On Thursday Bullard said he and his colleagues had been surprised at how widespread inflation had become, and laid out the case for a more aggressive path to combat it.

“It makes sense to get going sooner rather than later so I think March would be a definite possibility based on data that we have today,” Bullard told reporters after a talk at the CFA Society of St. Louis. “This is not a situation where a particular price will go back to the pre-pandemic level and we won’t have to worry about this.
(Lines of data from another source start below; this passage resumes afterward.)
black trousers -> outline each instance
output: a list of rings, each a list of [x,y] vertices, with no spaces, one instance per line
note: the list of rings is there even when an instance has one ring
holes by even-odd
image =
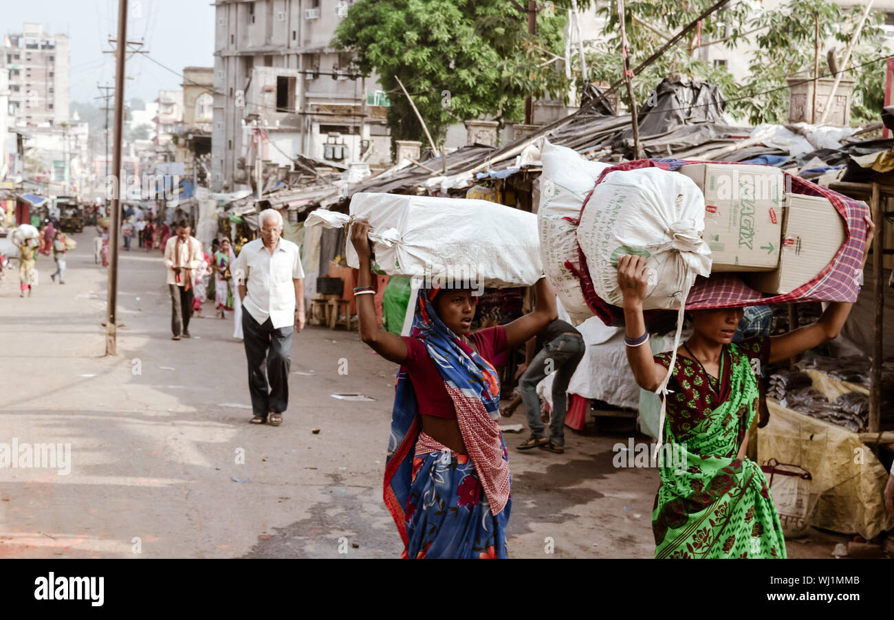
[[[255,415],[282,414],[289,406],[289,368],[294,331],[294,325],[274,328],[269,317],[263,324],[258,323],[251,313],[242,308],[242,343],[249,361],[249,391]]]
[[[171,290],[171,331],[174,336],[190,332],[190,317],[192,316],[192,289],[168,284]]]

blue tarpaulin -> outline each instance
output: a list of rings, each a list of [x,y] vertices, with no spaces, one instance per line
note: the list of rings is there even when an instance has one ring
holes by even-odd
[[[46,197],[42,196],[38,196],[36,194],[22,194],[21,197],[25,202],[27,202],[31,206],[40,206],[45,202],[46,202]]]
[[[789,159],[791,159],[789,155],[758,155],[757,157],[746,159],[742,163],[767,163],[772,166],[778,166],[785,163]]]

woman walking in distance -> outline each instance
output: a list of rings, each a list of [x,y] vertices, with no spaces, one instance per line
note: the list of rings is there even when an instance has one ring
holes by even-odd
[[[401,364],[384,500],[403,557],[506,557],[511,479],[497,424],[500,380],[490,360],[555,319],[555,295],[541,279],[534,312],[472,334],[470,289],[423,288],[410,337],[395,336],[375,320],[369,230],[359,220],[351,231],[359,258],[355,295],[361,339]]]
[[[866,223],[868,246],[874,227],[869,218]],[[671,353],[653,356],[646,344],[643,299],[647,282],[645,259],[620,258],[627,358],[639,387],[655,391],[667,374]],[[767,481],[746,457],[757,413],[755,373],[838,336],[851,306],[831,303],[811,325],[737,343],[732,338],[742,308],[689,312],[692,335],[677,350],[667,385],[662,432],[677,457],[674,463],[659,461],[662,484],[652,513],[655,557],[786,557]]]
[[[232,310],[233,292],[232,276],[230,273],[230,265],[236,260],[230,249],[230,239],[225,237],[221,239],[217,252],[215,253],[215,300],[216,303],[217,315],[222,319],[226,318],[224,311]]]

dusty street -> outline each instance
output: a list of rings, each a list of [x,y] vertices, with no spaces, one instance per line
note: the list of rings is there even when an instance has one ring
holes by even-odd
[[[392,364],[356,332],[308,328],[292,339],[283,424],[249,425],[232,318],[194,319],[191,339],[171,340],[157,251],[121,253],[119,355],[103,356],[105,270],[91,235],[76,236],[64,286],[43,256],[31,298],[15,271],[0,285],[0,441],[71,444],[68,474],[0,469],[0,557],[398,556],[381,499]],[[519,453],[527,433],[507,433],[511,557],[547,557],[548,537],[554,557],[653,556],[657,472],[611,465],[628,435],[569,430],[559,456]]]

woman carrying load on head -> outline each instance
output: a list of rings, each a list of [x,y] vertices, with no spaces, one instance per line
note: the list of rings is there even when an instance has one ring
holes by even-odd
[[[865,220],[868,247],[875,229]],[[627,358],[639,387],[655,391],[671,353],[653,356],[647,344],[647,282],[643,257],[620,257]],[[786,557],[767,481],[746,456],[758,406],[755,374],[838,336],[851,306],[834,302],[813,324],[737,343],[742,308],[689,311],[692,335],[677,350],[667,384],[662,484],[652,513],[656,558]]]
[[[556,318],[555,295],[541,279],[534,312],[472,334],[472,290],[422,288],[410,337],[395,336],[376,323],[370,230],[359,220],[351,230],[359,258],[355,295],[361,339],[401,364],[384,500],[403,539],[402,557],[506,557],[511,480],[491,360]]]

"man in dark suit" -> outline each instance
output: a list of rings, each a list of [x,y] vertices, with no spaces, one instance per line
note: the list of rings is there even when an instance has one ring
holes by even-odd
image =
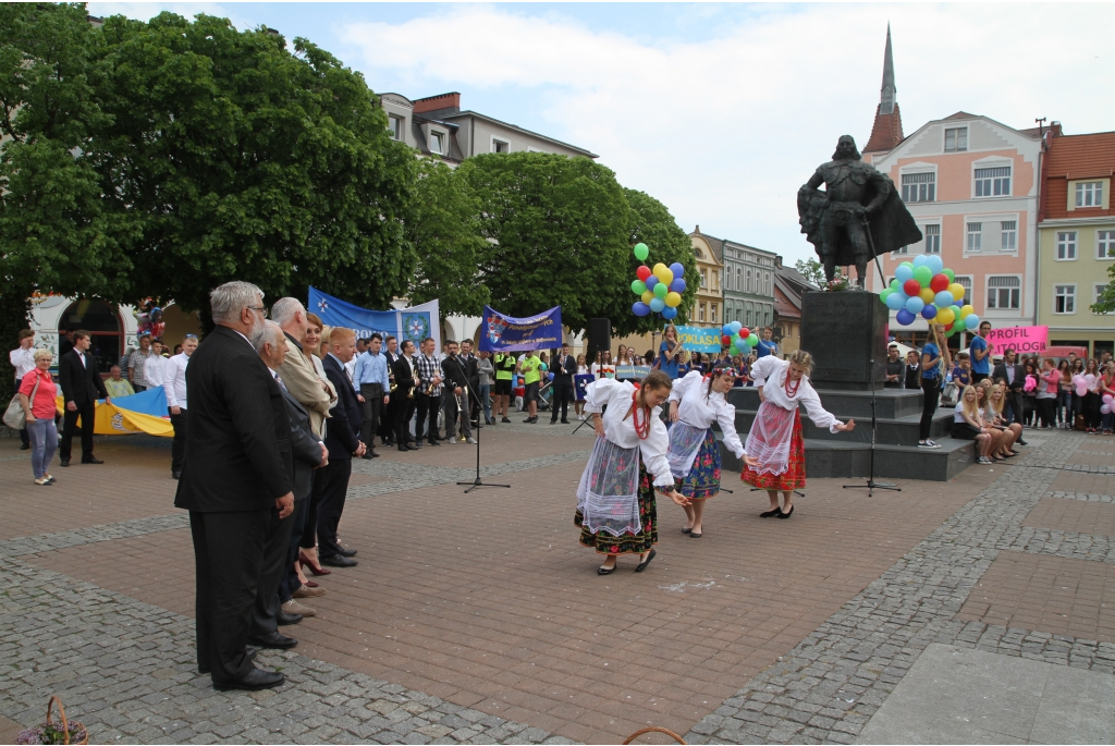
[[[561,407],[561,424],[569,425],[569,403],[573,399],[573,375],[576,374],[576,358],[569,353],[569,342],[561,346],[561,355],[553,360],[553,400],[550,405],[550,424],[558,424],[558,407]]]
[[[301,529],[306,527],[306,514],[309,505],[307,498],[310,496],[312,485],[312,469],[323,464],[327,452],[321,438],[314,435],[310,427],[310,415],[306,407],[299,404],[298,399],[287,390],[287,386],[278,372],[289,351],[287,336],[283,333],[282,327],[274,321],[266,321],[252,335],[252,345],[282,390],[283,403],[287,405],[287,415],[290,419],[293,454],[291,478],[294,484],[294,513],[279,522],[279,530],[268,539],[264,546],[263,573],[260,578],[260,592],[255,597],[252,634],[249,638],[252,642],[259,641],[259,643],[265,645],[269,639],[271,642],[280,642],[279,638],[285,637],[277,634],[280,624],[295,624],[302,620],[303,616],[312,617],[316,613],[312,609],[297,603],[291,597],[293,589],[290,589],[290,575],[294,575],[295,582],[298,579],[298,574],[294,572],[298,540],[291,541],[291,536],[297,533],[298,539],[302,537]],[[298,525],[299,516],[302,519],[301,526]],[[297,589],[298,585],[294,588]],[[313,595],[324,594],[324,589],[307,589],[307,591],[314,591]],[[293,646],[288,643],[283,647]]]
[[[418,381],[414,372],[415,343],[409,339],[403,342],[403,352],[395,358],[391,364],[391,375],[395,376],[395,396],[391,398],[395,405],[395,443],[399,450],[417,450],[421,448],[421,440],[415,443],[410,437],[410,418],[415,415],[415,395],[417,394]]]
[[[337,542],[337,525],[345,512],[345,496],[352,474],[352,458],[365,454],[360,442],[360,403],[352,388],[352,379],[345,364],[356,355],[356,335],[351,329],[336,327],[329,332],[329,353],[322,360],[326,377],[337,389],[337,404],[329,410],[331,419],[326,428],[326,448],[329,449],[329,465],[313,479],[313,488],[320,494],[318,505],[318,561],[332,568],[352,568],[357,561],[353,549],[345,549]]]
[[[255,668],[246,643],[264,548],[294,511],[290,418],[249,341],[263,323],[263,293],[227,282],[210,300],[216,328],[190,359],[188,457],[174,500],[190,511],[197,669],[217,689],[265,689],[285,677]]]
[[[100,379],[100,374],[97,372],[97,361],[88,352],[91,342],[89,332],[78,329],[74,332],[74,349],[58,361],[58,382],[66,400],[62,445],[58,449],[60,466],[69,466],[78,417],[81,418],[81,463],[105,463],[93,455],[93,425],[96,419],[97,399],[104,399],[105,404],[112,404],[113,399],[105,390],[105,381]]]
This is an issue where Fed policy will have to influence where inflation goes.”

He added that “credibility is more at risk today than at any time” in his 30 years at the Fed.

The Fed, he said, “is in good position to take additional steps as necessary to control inflation, including allowing passive balance sheet runoff, increasing the policy rate, and adjusting the timing and pace of subsequent policy rate increases.”

Speaking at an Irish central bank event, Daly for her part also said the Fed should raise interest rates this year, in the face of a “very strong” labor market and to rein in high inflation that acts as a “repressive tax.”

Still, she said, the U.S. central bank’s approach ought to be “measured.”

“If we act too aggressively to offset the high inflation that’s caused by the supply and demand imbalances, we won’t actually do very much to solve the supply chain problems, but we will absolutely bridle the economy in a way that will mean less job creation down the road,” Daly said.

With interest rates as low as they are – the Fed has kept its benchmark overnight interest rate pinned near zero since March of 2020 – “raising them a little bit is not the same as constraining the economy,” she said.

Daly added that it is a “very different conversation” from reducing the balance sheet, as doing so would only come after the Fed has begun normalizing interest rates.